Une fois cette mise au point établie, il semble difficile de percevoir l’influence de Chromium sur Arc Browser, sinon dans l’affichage rapide et stable des pages web consultées. Là où les navigateurs basés sur le projet de Google s’organisent tous autour d’une interface agrémentée d’une barre de recherche, de quelques boutons de contrôle et d’options de configuration, le tout surmonté d’une barre d’onglets, Arc revisite intégralement la structure traditionnelle du support de navigation. Exit barre d’onglets et autres barres d’outils et de favoris. La zone d’affichage occupe la quasi-totalité de l’écran, mettant l’accent sur l’ordre et la concentration.

L’autre partie importante du logiciel réside dans la barre latérale (sidebar), pensée pour regrouper au même endroit, et de la manière la plus organisée possible, l’omnibox, les onglets, les favoris, les pages épinglées. Les objectifs sont multiples : limiter les allers-retours de souris, les clics inutiles, le temps perdu à chercher des contenus perdus dans la masse d’onglets ouverts avant de finir par s’avouer vaincus, fermer la fenêtre active et rouvrir les pages que l’on n’arrivait pas à retrouver faute d’une barre d’onglet correctement hiérarchisée.

arc browser © clubic.com
Chloé Claessens

L’intention d’Arc Browser, à savoir ne plus se sentir dépasser par l’anarchie latente et structurelle des contenus ouverts dans des navigateurs concurrents, est évidemment louable. Mais ne vous méprenez pas : il faudra plus qu'un simple et rapide coup d’œil pour s'approprier cette nouvelle organisation et ses mécanismes.

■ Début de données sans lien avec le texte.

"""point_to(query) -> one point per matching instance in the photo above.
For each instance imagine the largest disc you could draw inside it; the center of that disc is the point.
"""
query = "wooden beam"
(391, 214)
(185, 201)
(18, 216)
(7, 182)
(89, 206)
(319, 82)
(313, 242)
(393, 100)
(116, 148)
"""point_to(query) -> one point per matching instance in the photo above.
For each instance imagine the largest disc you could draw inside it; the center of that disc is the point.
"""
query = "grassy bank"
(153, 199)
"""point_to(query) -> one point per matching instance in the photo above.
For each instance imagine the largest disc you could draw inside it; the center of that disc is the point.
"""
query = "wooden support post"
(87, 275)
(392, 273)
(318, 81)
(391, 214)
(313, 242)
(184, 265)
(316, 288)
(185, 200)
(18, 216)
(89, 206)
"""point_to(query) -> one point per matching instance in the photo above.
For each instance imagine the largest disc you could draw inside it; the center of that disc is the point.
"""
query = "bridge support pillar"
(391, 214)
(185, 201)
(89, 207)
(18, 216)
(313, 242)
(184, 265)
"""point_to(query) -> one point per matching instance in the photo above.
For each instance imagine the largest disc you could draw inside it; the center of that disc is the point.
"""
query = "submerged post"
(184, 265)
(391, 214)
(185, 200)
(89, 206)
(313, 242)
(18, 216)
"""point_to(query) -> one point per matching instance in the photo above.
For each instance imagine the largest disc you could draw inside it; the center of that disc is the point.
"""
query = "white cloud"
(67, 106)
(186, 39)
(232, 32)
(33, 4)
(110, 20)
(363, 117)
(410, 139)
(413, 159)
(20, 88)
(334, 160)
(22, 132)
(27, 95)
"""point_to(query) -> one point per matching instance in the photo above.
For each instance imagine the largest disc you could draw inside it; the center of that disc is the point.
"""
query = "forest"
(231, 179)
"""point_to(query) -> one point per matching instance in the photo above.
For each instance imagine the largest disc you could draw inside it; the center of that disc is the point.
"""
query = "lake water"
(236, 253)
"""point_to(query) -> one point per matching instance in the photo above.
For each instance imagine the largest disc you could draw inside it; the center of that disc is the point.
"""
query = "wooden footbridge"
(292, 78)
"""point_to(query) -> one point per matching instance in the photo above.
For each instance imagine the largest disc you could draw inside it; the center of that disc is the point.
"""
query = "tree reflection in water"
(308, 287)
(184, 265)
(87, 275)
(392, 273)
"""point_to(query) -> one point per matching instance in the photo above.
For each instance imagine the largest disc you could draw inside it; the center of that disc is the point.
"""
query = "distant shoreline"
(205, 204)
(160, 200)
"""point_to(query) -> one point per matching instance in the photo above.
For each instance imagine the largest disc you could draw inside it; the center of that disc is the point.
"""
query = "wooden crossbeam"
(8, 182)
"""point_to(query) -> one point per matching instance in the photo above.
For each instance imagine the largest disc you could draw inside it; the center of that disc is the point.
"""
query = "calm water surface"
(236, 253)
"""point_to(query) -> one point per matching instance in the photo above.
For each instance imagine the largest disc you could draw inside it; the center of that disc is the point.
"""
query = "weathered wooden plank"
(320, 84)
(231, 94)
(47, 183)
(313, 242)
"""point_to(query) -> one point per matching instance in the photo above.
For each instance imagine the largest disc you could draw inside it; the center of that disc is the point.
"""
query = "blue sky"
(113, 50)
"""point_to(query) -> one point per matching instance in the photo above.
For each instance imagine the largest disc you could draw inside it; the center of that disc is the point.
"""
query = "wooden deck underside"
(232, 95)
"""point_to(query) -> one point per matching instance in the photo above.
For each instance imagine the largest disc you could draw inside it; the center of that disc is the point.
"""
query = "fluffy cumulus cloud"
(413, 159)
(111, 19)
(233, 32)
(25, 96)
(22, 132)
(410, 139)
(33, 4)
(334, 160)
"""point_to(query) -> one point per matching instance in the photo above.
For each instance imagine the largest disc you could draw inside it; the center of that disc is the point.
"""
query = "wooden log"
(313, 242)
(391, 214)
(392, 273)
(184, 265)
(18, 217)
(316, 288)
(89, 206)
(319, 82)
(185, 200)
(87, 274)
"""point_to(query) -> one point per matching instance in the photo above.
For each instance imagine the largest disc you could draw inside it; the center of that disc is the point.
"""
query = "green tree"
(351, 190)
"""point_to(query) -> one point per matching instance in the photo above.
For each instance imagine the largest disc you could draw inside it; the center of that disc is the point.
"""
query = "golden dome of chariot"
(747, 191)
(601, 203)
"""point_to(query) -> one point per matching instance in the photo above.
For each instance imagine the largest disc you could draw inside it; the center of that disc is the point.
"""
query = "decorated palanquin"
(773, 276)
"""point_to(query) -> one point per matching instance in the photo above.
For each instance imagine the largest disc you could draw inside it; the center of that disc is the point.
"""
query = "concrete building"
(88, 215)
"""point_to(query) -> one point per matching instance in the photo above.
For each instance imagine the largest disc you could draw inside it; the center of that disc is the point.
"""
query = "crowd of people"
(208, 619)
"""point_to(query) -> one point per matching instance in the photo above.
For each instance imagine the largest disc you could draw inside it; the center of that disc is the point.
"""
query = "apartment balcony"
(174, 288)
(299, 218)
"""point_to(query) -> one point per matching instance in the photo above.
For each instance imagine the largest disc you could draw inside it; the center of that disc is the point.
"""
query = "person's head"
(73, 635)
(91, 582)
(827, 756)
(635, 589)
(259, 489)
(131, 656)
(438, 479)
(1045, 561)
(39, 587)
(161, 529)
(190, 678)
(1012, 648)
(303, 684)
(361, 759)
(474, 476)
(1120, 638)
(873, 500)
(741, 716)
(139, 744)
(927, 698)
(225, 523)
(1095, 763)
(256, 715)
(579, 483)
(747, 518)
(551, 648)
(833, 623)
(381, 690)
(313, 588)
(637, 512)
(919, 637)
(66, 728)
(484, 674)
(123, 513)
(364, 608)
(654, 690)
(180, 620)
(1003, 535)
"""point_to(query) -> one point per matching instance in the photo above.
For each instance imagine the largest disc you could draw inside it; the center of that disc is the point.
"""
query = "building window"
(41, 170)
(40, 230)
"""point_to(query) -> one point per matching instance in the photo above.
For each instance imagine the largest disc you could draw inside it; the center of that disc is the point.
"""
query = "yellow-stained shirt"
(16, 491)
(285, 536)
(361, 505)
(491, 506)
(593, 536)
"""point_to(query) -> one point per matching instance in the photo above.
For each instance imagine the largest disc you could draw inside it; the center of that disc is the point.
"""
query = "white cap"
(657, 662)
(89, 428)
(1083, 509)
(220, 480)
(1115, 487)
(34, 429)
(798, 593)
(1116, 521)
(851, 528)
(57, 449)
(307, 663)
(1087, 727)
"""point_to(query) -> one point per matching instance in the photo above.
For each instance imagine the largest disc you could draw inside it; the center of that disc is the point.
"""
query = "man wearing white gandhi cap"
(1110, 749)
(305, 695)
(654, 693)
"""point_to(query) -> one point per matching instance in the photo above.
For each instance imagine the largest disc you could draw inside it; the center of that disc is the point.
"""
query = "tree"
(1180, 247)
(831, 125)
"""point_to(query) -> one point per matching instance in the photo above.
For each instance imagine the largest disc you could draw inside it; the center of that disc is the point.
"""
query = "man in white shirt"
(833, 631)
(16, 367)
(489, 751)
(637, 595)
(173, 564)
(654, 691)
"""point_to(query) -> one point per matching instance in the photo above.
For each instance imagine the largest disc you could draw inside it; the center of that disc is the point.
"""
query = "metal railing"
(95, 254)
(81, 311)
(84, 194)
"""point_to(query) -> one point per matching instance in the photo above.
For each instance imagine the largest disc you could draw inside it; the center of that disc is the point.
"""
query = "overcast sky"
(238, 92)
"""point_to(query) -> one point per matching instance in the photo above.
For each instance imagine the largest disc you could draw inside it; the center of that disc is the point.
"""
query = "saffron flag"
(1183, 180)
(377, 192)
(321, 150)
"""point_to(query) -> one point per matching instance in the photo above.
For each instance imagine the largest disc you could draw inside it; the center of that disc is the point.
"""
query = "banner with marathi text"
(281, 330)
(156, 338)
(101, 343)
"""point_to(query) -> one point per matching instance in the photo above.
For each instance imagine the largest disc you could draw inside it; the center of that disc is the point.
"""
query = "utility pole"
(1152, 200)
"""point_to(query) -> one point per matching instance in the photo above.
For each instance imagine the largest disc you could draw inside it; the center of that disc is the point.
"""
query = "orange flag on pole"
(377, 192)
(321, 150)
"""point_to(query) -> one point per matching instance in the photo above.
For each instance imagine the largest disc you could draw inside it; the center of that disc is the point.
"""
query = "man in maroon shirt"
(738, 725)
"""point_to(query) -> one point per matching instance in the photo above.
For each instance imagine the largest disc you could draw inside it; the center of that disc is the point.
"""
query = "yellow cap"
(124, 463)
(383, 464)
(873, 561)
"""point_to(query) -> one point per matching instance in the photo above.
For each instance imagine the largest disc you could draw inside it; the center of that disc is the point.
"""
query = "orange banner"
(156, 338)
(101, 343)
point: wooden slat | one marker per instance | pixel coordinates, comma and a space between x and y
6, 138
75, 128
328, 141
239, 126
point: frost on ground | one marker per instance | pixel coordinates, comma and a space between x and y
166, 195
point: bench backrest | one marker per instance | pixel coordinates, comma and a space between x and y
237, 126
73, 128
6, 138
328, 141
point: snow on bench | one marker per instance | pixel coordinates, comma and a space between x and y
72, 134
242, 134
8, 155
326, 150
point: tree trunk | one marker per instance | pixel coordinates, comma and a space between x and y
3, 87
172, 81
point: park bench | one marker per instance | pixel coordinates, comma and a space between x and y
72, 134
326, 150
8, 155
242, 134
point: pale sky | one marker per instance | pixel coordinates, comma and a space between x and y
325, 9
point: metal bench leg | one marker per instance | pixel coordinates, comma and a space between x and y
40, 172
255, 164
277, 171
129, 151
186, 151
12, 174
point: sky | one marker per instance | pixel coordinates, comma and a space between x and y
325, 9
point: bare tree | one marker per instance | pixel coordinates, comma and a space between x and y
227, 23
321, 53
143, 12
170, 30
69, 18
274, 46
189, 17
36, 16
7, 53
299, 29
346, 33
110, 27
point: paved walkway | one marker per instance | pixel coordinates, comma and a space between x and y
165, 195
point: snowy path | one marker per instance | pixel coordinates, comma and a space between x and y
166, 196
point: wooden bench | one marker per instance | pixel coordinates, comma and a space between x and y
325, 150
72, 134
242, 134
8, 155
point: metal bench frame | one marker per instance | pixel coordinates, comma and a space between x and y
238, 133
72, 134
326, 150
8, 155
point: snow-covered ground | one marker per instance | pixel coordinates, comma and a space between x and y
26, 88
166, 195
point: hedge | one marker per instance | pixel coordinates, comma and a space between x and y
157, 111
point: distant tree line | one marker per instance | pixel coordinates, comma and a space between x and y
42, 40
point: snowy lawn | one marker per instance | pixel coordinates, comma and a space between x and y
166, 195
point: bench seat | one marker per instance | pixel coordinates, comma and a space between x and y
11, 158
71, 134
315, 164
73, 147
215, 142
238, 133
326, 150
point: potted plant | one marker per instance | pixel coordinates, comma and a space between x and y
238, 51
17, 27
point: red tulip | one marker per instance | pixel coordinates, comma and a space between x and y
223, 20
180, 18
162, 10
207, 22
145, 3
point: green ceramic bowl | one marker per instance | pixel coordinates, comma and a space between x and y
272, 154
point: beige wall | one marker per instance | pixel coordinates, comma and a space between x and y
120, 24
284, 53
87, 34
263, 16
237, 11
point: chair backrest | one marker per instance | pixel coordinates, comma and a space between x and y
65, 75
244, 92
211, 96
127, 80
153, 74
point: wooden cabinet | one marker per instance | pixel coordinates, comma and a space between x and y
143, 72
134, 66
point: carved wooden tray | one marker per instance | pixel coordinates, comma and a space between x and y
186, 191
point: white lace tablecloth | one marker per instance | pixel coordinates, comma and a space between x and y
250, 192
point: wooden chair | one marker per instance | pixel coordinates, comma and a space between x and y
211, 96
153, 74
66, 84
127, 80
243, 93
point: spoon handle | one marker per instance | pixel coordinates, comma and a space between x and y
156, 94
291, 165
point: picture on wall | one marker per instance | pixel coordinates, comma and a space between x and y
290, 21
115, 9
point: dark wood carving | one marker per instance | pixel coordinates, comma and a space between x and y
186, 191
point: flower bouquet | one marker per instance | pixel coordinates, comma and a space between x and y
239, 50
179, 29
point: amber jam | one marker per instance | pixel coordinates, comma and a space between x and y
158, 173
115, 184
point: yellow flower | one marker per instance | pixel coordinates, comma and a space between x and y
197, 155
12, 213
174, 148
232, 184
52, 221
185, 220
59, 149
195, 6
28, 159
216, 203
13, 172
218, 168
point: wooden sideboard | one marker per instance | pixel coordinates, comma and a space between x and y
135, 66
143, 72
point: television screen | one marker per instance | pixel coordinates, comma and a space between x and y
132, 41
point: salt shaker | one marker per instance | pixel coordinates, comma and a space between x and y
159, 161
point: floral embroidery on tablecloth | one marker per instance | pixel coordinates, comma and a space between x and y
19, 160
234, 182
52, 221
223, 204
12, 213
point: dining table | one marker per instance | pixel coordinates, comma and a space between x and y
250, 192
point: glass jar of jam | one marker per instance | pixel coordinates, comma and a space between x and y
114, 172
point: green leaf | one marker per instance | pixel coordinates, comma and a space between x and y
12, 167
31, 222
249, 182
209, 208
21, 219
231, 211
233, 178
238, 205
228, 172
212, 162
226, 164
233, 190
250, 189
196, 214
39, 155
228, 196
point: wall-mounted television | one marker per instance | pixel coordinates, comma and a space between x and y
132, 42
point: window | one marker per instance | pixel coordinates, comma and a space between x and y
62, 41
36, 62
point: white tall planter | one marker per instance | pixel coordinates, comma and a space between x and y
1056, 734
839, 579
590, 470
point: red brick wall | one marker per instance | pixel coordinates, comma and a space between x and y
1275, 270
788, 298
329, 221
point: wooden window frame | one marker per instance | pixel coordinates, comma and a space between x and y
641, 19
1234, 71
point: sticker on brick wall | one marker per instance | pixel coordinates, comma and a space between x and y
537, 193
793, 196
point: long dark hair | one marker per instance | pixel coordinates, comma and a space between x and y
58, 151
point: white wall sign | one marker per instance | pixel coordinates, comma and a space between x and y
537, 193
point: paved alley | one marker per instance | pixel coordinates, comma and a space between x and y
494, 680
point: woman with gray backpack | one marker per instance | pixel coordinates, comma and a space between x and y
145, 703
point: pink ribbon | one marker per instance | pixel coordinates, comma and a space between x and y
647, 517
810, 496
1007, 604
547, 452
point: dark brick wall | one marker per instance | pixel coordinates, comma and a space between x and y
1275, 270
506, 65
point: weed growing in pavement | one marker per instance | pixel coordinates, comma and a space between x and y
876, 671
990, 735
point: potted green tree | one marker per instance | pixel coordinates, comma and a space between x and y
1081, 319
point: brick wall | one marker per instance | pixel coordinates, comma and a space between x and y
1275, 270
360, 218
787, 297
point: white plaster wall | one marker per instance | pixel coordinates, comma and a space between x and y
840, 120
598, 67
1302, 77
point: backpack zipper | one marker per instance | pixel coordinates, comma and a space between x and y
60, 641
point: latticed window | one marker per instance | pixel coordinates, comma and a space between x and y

The Browser Company prend réellement la navigation web à contre-courant de ce qui se fait depuis des années, au risque de bousculer sans ménagement les habitudes de chacun. Comme évoqué en introduction, il ne s’agit plus de se servir du navigateur comme d’un simple outil d’accès au web, mais de faire d’Internet un espace organisé pour la vie personnelle au même titre que la vie professionnelle, dont les cloisons non figées peuvent à la fois séparer et articuler ces deux facettes du quotidien. Par là même, les possibilités poussées de création et de personnalisation d’espaces (ce qui m’intéresse n’intéresse pas forcément les autres, ce qui m’aide à me concentrer peut distraire les autres) font d’Arc Browser un navigateur presque taillé sur mesure, capable de répondre aux cas très particuliers. À condition de savoir l’apprivoiser.

Les fonctionnalités et spécificités d’Arc Browser

Décongestionner l’interface de navigation grâce à la sidebar

Abordée un peu plus haut dans cet avis, la sidebar représente l’un des éléments les plus constitutifs d’Arc Browser. C’est ici que l’on retrouve, de haut en bas, les favoris, les onglets épinglés et les onglets ouverts. Tous les éléments affichés dans la sidebar peuvent être glissés-déposés dans l’une de ces trois catégories.

arc browser sidebar © clubic.com
Sidebar
arc browser nouvel onglet © clubic.com
Ouvrir un nouvel onglet

Afin de conserver une sidebar ordonnée, Arc Browser prend en charge la création de dossiers (icône +, en bas à droite de la sidebar > New Folder) que l’on renomme à sa guise et dans lesquels on glisse les onglets que l’on souhaite regrouper, par domaine ou par thème. Les dossiers créés sont automatiquement épinglés à la sidebar. Les onglets qui y sont stockés ne sont jamais fermés ni archivés.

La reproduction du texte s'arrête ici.